How can I say "Sorry I couldn't message you as my phone died"

Thanks in advance!


----------



## konos

Συγγνώμη που δε σου έστειλα μήνυμα, αλλά τελείωσε η μπαταρία μου.


----------



## Iraklakos

I would say "Συγγνώμη που δεν σου έστειλα μήνυμα, αλλά έμεινα από μπαταρία".
This is slightly idiomatic, but more common I think.


----------



## shawnee

I'm not entirely sure, but wonder if in a very colloquial way the term «κώλοσε» could be used.
Eg «.... κώλοσε η μπαταρία ...»


----------



## Iraklakos

Never heard of that one before... It would be κώλ*ω*σε btw. 
A more colloquial way I can think of is "τα 'φτυσε η μπαταρία"


----------



## shawnee

While I've not heard «κώλωσε», used in the context of a dead battery (spelling amended courtesy of Iraklakos, with thanks), I'm sure I've heard it in the context of a car not working for whatever reason.

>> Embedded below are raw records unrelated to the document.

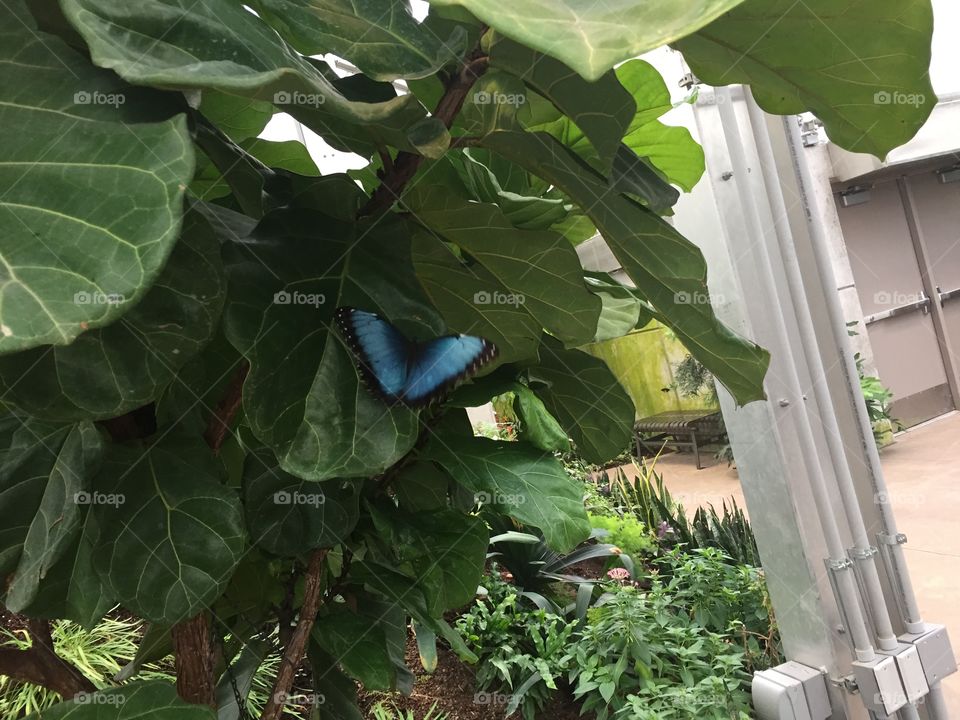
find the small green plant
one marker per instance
(692, 379)
(627, 533)
(99, 654)
(522, 653)
(385, 711)
(877, 397)
(535, 567)
(728, 531)
(647, 498)
(641, 652)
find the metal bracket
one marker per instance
(898, 539)
(834, 567)
(847, 683)
(837, 565)
(865, 554)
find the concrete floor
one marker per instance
(922, 470)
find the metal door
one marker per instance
(896, 307)
(934, 209)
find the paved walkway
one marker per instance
(922, 469)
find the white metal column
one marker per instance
(806, 456)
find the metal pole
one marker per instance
(845, 581)
(899, 575)
(864, 552)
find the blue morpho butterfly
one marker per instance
(406, 371)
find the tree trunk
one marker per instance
(193, 654)
(40, 665)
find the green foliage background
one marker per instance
(161, 398)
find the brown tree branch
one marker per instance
(406, 165)
(296, 648)
(40, 665)
(226, 410)
(193, 649)
(193, 660)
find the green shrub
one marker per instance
(627, 533)
(725, 598)
(99, 654)
(639, 653)
(521, 652)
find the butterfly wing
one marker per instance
(383, 352)
(440, 364)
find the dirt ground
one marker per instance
(451, 688)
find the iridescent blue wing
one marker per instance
(440, 364)
(384, 354)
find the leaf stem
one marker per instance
(226, 410)
(193, 658)
(40, 664)
(405, 166)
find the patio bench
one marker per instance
(694, 426)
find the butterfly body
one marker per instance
(405, 371)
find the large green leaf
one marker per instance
(529, 485)
(288, 516)
(668, 270)
(540, 269)
(93, 187)
(538, 426)
(443, 549)
(582, 393)
(110, 371)
(602, 110)
(380, 37)
(44, 481)
(239, 117)
(671, 149)
(303, 396)
(459, 290)
(153, 700)
(171, 533)
(72, 589)
(359, 644)
(592, 37)
(518, 201)
(861, 66)
(220, 45)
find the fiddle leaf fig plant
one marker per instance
(226, 366)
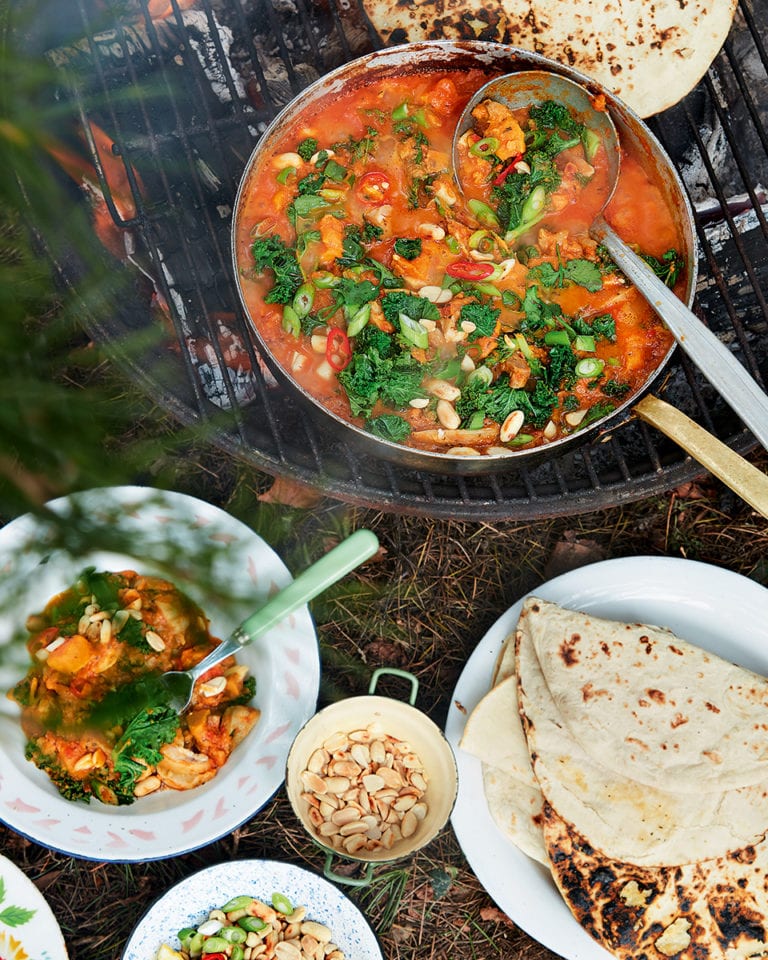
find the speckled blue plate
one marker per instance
(189, 903)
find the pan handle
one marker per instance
(735, 472)
(729, 377)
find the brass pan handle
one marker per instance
(735, 472)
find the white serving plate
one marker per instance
(229, 570)
(190, 901)
(714, 608)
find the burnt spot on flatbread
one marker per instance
(735, 919)
(567, 650)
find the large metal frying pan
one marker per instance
(496, 59)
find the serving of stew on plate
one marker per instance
(473, 321)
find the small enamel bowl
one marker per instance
(339, 753)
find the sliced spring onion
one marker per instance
(215, 945)
(534, 205)
(589, 367)
(584, 342)
(484, 147)
(556, 337)
(413, 331)
(488, 289)
(302, 304)
(195, 945)
(282, 904)
(233, 934)
(359, 320)
(251, 924)
(324, 280)
(334, 171)
(484, 213)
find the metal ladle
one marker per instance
(529, 87)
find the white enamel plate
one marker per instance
(706, 605)
(28, 928)
(230, 572)
(189, 903)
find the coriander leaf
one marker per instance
(615, 388)
(560, 370)
(361, 382)
(597, 412)
(352, 294)
(547, 275)
(585, 273)
(303, 206)
(415, 307)
(538, 313)
(604, 326)
(668, 268)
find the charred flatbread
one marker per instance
(668, 819)
(658, 709)
(715, 909)
(649, 54)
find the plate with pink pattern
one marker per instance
(226, 568)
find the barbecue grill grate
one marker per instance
(185, 97)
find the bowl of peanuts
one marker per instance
(371, 778)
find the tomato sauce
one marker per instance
(470, 322)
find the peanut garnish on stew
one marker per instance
(105, 632)
(499, 293)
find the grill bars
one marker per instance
(185, 98)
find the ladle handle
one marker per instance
(713, 358)
(735, 472)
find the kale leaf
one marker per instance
(389, 426)
(271, 253)
(483, 316)
(141, 741)
(415, 307)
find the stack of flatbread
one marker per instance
(635, 766)
(650, 54)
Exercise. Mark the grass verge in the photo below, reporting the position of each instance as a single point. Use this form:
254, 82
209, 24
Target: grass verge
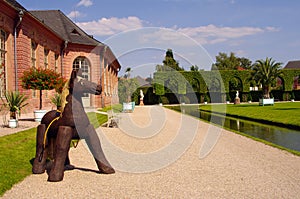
18, 150
219, 108
281, 114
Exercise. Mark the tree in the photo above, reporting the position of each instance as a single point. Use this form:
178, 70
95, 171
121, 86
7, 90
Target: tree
265, 72
42, 79
231, 62
169, 63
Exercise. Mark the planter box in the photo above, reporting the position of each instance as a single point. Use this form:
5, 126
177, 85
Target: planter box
12, 123
39, 114
263, 102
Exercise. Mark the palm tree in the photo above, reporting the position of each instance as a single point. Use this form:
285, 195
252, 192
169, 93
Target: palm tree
265, 73
127, 73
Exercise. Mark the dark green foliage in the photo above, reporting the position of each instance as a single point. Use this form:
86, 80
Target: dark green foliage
127, 89
231, 62
265, 72
169, 63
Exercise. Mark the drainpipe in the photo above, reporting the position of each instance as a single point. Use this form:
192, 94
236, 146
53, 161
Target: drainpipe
64, 46
21, 14
102, 100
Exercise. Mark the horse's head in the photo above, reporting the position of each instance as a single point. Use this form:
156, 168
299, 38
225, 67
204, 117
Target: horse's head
79, 85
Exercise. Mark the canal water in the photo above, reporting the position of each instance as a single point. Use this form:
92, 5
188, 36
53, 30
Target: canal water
287, 138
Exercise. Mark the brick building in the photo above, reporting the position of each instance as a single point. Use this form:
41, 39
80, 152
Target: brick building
49, 39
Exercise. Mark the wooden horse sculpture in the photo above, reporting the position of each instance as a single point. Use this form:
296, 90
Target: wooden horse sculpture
58, 129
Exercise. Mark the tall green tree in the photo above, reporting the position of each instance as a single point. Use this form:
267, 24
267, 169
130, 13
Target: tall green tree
169, 63
265, 72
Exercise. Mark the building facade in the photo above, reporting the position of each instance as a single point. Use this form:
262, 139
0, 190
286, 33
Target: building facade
49, 39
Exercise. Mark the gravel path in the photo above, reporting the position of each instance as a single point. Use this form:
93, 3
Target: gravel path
237, 167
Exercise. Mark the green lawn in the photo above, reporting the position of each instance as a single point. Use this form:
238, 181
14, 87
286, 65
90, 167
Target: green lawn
18, 150
287, 114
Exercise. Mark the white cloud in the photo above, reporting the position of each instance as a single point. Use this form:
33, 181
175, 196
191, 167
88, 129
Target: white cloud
85, 3
111, 26
212, 34
75, 14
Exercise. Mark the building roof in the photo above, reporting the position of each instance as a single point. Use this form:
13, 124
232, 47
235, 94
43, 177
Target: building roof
15, 4
293, 65
64, 27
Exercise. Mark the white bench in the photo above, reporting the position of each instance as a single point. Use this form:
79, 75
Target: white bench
263, 102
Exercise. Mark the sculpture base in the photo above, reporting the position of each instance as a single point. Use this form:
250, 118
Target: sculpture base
237, 100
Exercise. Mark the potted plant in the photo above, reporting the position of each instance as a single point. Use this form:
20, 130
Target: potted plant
41, 79
15, 102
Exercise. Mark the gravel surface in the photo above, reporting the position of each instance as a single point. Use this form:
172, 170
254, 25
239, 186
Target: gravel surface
236, 167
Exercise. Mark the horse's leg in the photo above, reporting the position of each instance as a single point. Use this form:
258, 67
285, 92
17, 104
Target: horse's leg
94, 145
63, 139
39, 163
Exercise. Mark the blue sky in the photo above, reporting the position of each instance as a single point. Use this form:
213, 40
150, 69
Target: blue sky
196, 30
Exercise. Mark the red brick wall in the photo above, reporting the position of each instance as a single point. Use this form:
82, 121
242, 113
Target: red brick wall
32, 30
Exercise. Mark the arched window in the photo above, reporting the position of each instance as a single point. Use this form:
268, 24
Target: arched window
2, 62
84, 64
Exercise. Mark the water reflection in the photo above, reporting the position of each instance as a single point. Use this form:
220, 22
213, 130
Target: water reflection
285, 137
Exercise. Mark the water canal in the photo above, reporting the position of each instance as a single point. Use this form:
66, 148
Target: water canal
287, 138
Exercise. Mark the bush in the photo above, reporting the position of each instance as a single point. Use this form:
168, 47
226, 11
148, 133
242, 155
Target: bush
164, 100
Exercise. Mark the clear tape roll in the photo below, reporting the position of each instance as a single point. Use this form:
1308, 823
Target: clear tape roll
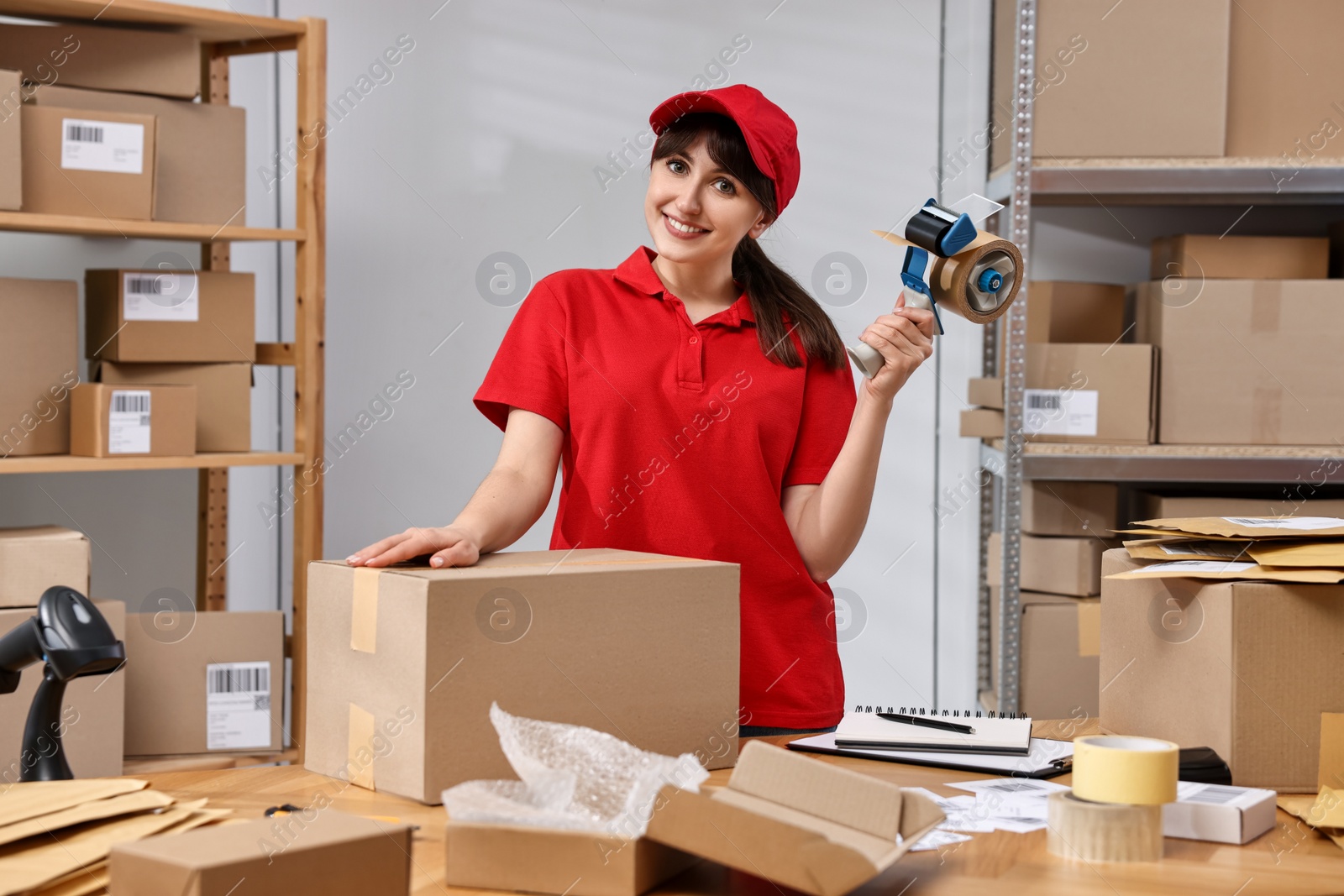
1137, 772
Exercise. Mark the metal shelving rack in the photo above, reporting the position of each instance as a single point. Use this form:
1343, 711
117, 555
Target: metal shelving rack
1007, 463
225, 34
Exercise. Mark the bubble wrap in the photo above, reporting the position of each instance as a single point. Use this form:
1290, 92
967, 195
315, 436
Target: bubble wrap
571, 778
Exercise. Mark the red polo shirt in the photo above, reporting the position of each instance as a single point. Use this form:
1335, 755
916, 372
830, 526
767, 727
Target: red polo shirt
679, 439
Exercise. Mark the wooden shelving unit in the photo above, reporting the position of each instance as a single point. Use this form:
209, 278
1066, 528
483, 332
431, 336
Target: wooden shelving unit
225, 34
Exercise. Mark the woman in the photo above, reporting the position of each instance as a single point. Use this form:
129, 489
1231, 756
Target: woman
702, 405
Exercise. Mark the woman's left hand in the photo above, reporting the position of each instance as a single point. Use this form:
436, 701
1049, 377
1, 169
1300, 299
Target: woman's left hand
905, 338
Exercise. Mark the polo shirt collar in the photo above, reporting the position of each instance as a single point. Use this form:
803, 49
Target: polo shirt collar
638, 271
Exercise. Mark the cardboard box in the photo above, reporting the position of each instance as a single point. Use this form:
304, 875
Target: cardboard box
201, 156
148, 421
11, 141
1245, 668
1061, 653
92, 711
223, 396
39, 364
1284, 69
1054, 564
87, 163
205, 683
318, 851
799, 822
1070, 508
1247, 362
170, 316
154, 62
1144, 78
640, 645
37, 558
1241, 257
1090, 392
539, 860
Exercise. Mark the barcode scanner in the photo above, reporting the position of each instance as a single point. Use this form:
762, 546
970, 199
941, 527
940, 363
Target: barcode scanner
71, 640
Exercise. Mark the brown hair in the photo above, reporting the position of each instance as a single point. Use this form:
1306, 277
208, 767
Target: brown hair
769, 288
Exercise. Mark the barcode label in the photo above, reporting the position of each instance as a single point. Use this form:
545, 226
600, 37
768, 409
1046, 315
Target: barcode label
113, 147
239, 705
129, 422
160, 297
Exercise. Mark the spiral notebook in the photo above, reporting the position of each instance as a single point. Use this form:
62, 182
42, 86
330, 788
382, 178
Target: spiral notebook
990, 732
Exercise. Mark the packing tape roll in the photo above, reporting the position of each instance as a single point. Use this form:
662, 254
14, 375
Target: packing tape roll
1139, 772
954, 280
1102, 832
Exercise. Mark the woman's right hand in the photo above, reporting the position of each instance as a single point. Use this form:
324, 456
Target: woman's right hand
452, 547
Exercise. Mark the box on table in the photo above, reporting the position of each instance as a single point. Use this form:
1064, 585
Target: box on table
1059, 649
315, 851
1240, 257
1247, 362
39, 364
1284, 69
640, 645
201, 159
92, 711
87, 163
205, 683
37, 558
223, 396
1245, 668
148, 421
1142, 78
170, 316
154, 62
1070, 508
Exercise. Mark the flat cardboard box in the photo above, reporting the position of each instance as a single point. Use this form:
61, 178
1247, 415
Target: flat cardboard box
154, 62
111, 421
201, 157
1245, 668
796, 821
223, 396
1240, 257
1092, 392
1054, 564
11, 141
640, 645
80, 176
1140, 78
195, 316
1070, 508
92, 711
185, 691
37, 558
539, 860
315, 851
1283, 87
39, 364
1247, 362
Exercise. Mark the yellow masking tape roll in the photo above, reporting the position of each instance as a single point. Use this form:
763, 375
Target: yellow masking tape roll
1139, 772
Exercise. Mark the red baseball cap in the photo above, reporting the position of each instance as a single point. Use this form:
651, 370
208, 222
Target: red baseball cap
772, 136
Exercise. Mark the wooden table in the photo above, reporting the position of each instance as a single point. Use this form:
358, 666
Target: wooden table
1290, 859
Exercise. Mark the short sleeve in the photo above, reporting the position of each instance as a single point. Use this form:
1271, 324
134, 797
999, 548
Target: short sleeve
828, 402
530, 369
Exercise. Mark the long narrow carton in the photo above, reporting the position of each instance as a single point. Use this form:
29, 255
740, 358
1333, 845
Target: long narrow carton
315, 851
37, 558
638, 645
39, 364
1245, 668
205, 683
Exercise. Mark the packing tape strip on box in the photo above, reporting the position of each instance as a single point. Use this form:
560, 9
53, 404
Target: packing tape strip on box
1137, 772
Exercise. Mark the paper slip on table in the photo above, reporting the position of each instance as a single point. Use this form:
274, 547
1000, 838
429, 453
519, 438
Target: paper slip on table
1290, 859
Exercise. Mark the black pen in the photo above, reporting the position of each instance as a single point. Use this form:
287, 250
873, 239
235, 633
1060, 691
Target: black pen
927, 723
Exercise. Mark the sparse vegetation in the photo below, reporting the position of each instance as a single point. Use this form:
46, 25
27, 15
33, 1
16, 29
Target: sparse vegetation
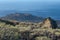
27, 31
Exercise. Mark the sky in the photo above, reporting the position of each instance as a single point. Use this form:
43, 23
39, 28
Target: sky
43, 8
25, 0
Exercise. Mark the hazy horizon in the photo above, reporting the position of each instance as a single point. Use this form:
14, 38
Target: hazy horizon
42, 8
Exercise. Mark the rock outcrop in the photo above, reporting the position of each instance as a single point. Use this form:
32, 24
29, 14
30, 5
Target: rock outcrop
49, 23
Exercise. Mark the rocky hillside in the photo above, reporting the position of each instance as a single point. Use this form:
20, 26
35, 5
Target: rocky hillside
23, 17
49, 23
45, 30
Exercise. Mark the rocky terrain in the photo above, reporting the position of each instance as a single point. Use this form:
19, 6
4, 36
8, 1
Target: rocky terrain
15, 30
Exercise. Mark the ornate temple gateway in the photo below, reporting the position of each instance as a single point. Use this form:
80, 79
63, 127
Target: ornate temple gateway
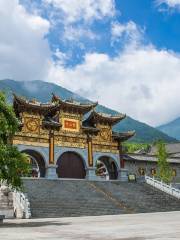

I guess it was a long shot.


----------



## Αγγελος

That's just the problem: κωλώνω means 'to stop moving forward' (or, in more recent years, 'to be afraid of going ahead'). It can be used of a car that stalls or of a student that stops making progress, but not of something that is not supposed to move, either literally or figuratively.


----------



## shawnee

Many thanks for that definitive clarification *Αγγελος*.


----------



## Sheikhbutt

siri_iris said:


> How can I say "Sorry I couldn't message you as my phone died"
> 
> Thanks in advance!


My phone died: is it an idiomatic phrase?


----------



## Αγγελος

Yes. It is an English idiom. One also speaks of a dead battery( (=fully  discharged), and ‘die’ can be used of any machine or device that suddenly stops working and can’t be turned back on.


----------



## Helleno File

Yes Αγγελος is quite right - it's commonly used.  Very colloquially we can even say say something has "died the death".


----------